Detalhes bibliográficos
Ano de defesa: 2023
Autor(a) principal: Leite, Larissa Sousa
Orientador(a): Não Informado pela instituição
Banca de defesa: Não Informado pela instituição
Tipo de documento: Dissertação
Tipo de acesso: Acesso aberto
Idioma: por
Instituição de defesa: Universidade Federal de Uberlândia
Brasil
Programa de Pós-graduação em Engenharia Civil
Programa de Pós-Graduação: Não Informado pela instituição
Departamento: Não Informado pela instituição
País: Não Informado pela instituição
Palavras-chave em Português:
Link de acesso: https://repositorio.ufu.br/handle/123456789/39273
http://doi.org/10.14393/ufu.di.2023.506
Resumo: The durability and service life of concrete structures are of technical, economic, environmental and safety importance. Among the several types of pathological manifestations that can occur in a structure, there is delayed ettringite formation, a type of sulfate attack, which occurs when concrete during hydration process reaches temperatures greater than 65 °C. This reaction is expansive and causes cracking in the affected element.

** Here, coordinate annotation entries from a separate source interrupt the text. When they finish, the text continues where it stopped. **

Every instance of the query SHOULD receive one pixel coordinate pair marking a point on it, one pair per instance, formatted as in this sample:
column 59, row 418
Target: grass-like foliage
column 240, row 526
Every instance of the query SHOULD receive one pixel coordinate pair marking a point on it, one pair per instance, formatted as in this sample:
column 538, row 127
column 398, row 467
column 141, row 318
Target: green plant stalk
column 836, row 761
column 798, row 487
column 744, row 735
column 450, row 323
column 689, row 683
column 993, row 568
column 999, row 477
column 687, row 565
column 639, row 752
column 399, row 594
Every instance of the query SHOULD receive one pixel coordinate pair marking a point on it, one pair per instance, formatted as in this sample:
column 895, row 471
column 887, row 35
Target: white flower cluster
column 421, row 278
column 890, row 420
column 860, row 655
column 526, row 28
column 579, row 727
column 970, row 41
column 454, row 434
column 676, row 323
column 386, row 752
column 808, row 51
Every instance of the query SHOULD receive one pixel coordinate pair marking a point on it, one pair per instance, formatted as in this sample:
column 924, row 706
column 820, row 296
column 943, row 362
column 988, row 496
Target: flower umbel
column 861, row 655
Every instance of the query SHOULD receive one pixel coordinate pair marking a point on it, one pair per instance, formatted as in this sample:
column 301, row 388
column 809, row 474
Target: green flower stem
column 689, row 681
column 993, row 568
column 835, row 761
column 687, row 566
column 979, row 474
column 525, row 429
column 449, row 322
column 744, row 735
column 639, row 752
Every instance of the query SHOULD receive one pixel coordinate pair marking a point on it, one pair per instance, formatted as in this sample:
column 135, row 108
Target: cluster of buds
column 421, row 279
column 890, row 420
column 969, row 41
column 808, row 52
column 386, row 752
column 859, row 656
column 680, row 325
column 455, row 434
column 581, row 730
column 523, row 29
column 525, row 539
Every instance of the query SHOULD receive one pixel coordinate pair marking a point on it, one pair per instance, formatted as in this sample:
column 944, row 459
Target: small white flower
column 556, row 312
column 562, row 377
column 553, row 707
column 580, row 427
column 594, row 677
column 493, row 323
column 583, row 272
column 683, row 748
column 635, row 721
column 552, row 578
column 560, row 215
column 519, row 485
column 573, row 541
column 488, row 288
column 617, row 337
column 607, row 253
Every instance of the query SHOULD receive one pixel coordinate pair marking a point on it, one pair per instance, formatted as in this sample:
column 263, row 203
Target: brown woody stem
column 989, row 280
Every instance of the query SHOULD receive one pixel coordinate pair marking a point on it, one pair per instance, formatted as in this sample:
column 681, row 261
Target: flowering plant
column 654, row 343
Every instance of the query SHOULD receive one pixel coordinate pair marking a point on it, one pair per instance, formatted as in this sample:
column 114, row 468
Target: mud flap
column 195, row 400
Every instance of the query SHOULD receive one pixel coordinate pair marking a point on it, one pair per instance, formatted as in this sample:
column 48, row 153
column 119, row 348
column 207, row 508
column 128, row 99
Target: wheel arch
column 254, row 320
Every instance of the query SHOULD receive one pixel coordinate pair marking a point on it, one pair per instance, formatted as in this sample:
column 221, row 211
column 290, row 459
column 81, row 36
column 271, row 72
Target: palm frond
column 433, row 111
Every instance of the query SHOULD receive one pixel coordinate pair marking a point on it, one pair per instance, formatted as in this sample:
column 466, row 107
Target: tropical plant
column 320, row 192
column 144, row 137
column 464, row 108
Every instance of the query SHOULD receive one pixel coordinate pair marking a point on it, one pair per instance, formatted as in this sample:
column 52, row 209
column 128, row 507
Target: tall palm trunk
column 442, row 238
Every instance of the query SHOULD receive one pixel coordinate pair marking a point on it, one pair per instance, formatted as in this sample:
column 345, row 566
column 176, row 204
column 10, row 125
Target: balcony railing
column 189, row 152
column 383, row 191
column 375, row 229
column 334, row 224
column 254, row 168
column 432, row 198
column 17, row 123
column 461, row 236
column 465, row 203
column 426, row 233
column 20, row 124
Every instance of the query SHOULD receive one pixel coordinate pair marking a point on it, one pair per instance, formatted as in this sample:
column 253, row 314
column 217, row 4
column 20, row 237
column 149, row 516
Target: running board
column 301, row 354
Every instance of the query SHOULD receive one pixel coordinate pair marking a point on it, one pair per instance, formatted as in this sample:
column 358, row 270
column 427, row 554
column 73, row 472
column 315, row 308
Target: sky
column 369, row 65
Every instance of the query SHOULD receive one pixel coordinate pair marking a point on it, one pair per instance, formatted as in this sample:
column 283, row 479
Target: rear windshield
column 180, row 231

Considering that cracks can compromise structural integrity and be a gateway to other deleterious mechanisms, it is extremely important to understand the performance of concrete in this situation. For that matter, Fracture Mechanics researches concrete post-peak behavior and the propagation of cracks by calculating the fracturing energy. This work aimed to evaluate the fracturing energy performance of concrete with late ettringite formation. To do so, concretes with compressive strengths of 30 and 60 MPa were produced in the laboratory. In order to induce delayed ettringite formation, the concretes were exposed to a heat treatment with maximum temperatures of 65 and 85 °C during curing and stored at 38 °C and 96% humidity. The longitudinal variation of the samples was monitored weekly. The material was analyzed for its compressive strength, tensile splitting strength, static and dynamic modulus of elasticity, Stiffness Damage Test (SDT) and fracture energy at 28 days (without heat treatment) and at expansion levels of 0.05, 0.12 and 0.30%. The results demonstrated the influence of cement consumption and maximum curing temperature, in which the 60 MPa concrete cured at 85 °C expanded first, followed by the 30 MPa concrete cured at 85 °C and finally the 60 MPa concrete cured at 65°C. In the last level of expansion there was an increase in the compressive strength of the 60 MPa concrete of up to 18% and a 14% drop in the 30 MPa concrete in relation to 28 days. The tensile strength and elastic modulus maintained similar values and the SDT did not present conclusive results. Fracture energy had a greater drop in concrete treated at 85 °C compared to the 65 °C treatment and also in 30 MPa concrete, due to lower cement consumption, compared to 60 MPa concrete.